Wednesday’s wheat tour scouts made 164 stops at wheat fields across western, central and southern Kansas, and into northern counties in Oklahoma. The fields were wet from the rain received over the past several days. While tour scouts reported drought stress from the growing season, the rain has definitely made an improvement to the crop. The wheat in Southwest Kansas still looks pretty rough, but conditions improved as the tour moved east.
The calculated yield from all cars was 56.7 bushels per acre. This year’s tour is three weeks later than the tour has been in the past. Scouts were able to use the late season formula provided by USDA’s National Agricultural Statistics Service, which includes counting wheat heads, number of spikelets and kernels per spikelet. The calculated yields were based on this formula, but many tour participants remarked that those yields seemed high. The yield formula doesn’t take disease, pests or weed pressure into consideration. Scouts saw some instances of wheat streak mosaic virus, stripe rust and Russian wheat aphid. Many of the fields with rust had been sprayed with a fungicide.
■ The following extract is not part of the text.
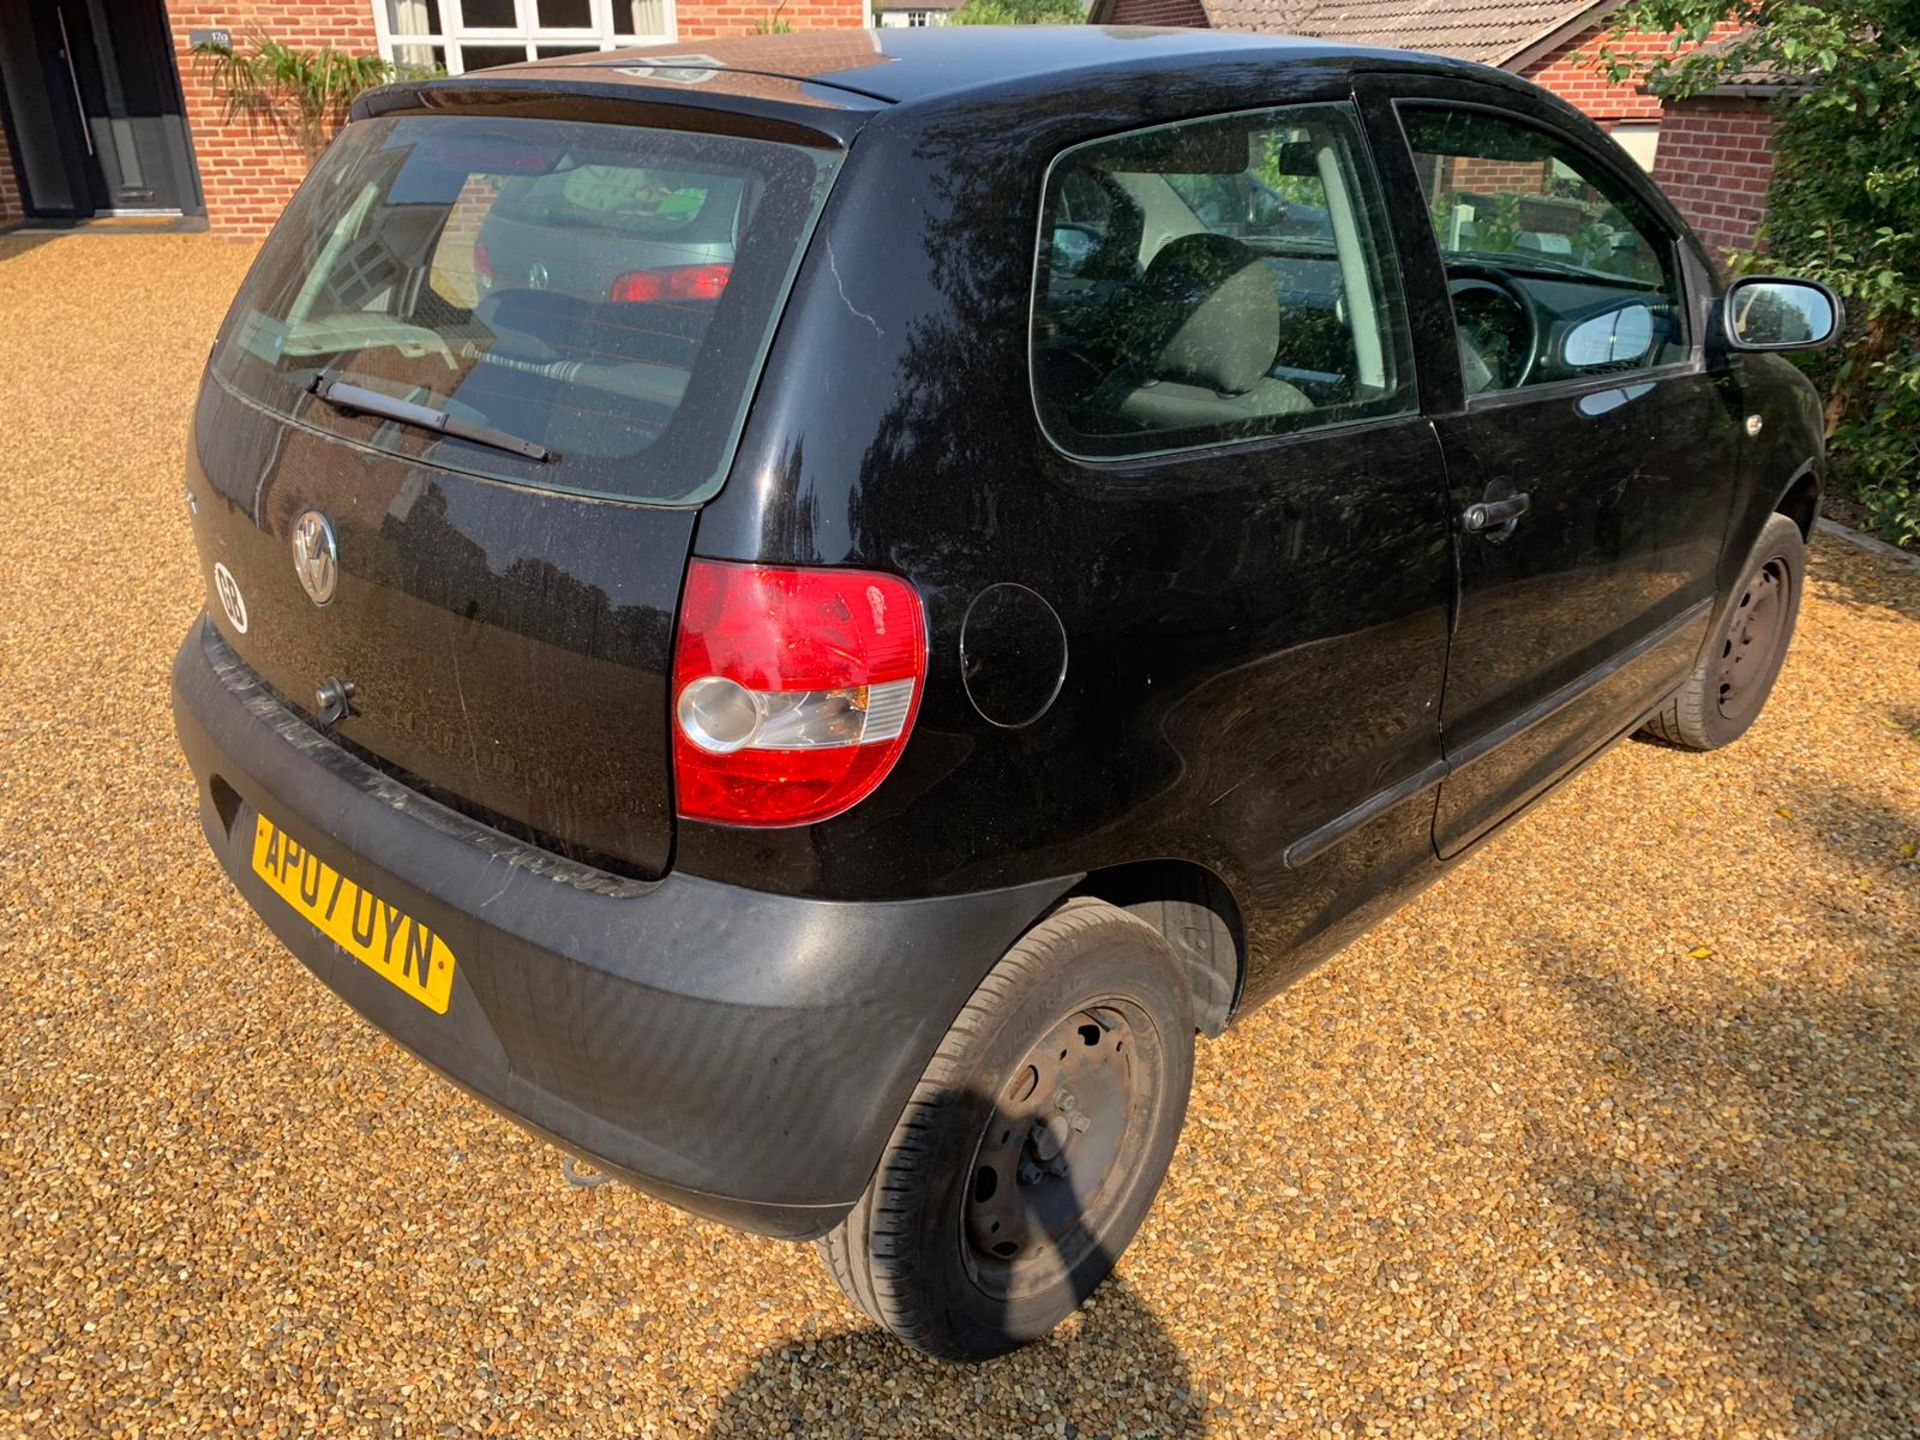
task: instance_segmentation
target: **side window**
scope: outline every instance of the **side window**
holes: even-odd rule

Mike Shulte from Oklahoma Wheat Commission reported that the state’s production is estimated at 110.74 million bushels with 37.1 bushels per acre yield. Harvested acres are estimated at 2.985 million acres.
Wheat Tour 21 continues Thursday with six routes between Wichita and Manhattan. Follow along with the tour at #wheattour21. A final production estimate will be announced Thursday afternoon.